Friday, March 1, 2024

2024 read #28: An Unkindness of Ghosts by Rivers Solomon.

An Unkindness of Ghosts by Rivers Solomon
350 pages
Published 2017
Read from February 3 to March 1
Rating: 4 out of 5

White supremacy and American evangelical Christianity are interwoven, inseparable, inextricable. You can have white supremacy without religion, but you cannot have American evangelicalism without white supremacy. Evangelicalism positions a hierarchy with the abusive heavenly dad at its summit; rankings in the earthly hierarchy just happen to map onto the racial, sexual, gendered, and financial power structures of America’s horrific past (and all too plausible future). White supremacy is a rite of greater significance to the religion than the teachings or sacrifice of the biblical Jesus. American evangelicalism shouldn’t be called Christianity at all — nothing about it reflects the pre-Constantine faith. But then, which modern sect of Christianity does?
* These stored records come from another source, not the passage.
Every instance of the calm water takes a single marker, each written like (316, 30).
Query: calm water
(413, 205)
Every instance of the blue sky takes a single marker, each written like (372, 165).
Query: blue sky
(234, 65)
The setting of this novel literalizes this ideological knot to reflect the cruel heart of the American project back on itself. The Matilda is a generation ship. It left Earth — the Great Lifehouse, now a dead world — hundreds of years before, heading out to a Promised Land in the stars. Dark-skinned people, restricted to the lower decks, are brutalized and forced to labor to feed and maintain the pale-skinned aristocracy of the upper decks. The religious Sovereignty no longer controls the direction of the ship, but they maintain their horrific grip upon the generations of people trapped on board, even as power outages and other troubles plague the lower decks.

The world Solomon describes within the Matilda is palpable, tactile, vivid in its horrors and its secret touches of community. In part because it took me so long to read Ghosts, its setting lingers in my mind, burning like the nuclear reactor at the ship’s heart.

Our main viewpoint character is Aster, whom we might describe as queer, intersex, and autistic. She is a scientist, an alchemicalist, a healer, the child of a brilliant woman who disappeared when she was born. Her viewpoint is unflinching, detailing assaults and sexual violence and daily abuse, a careful record of the murderous rage she keeps tamped down in order to survive. In a world (or a ship) built with such calculated cruelty, the only rational response is to burn it all down.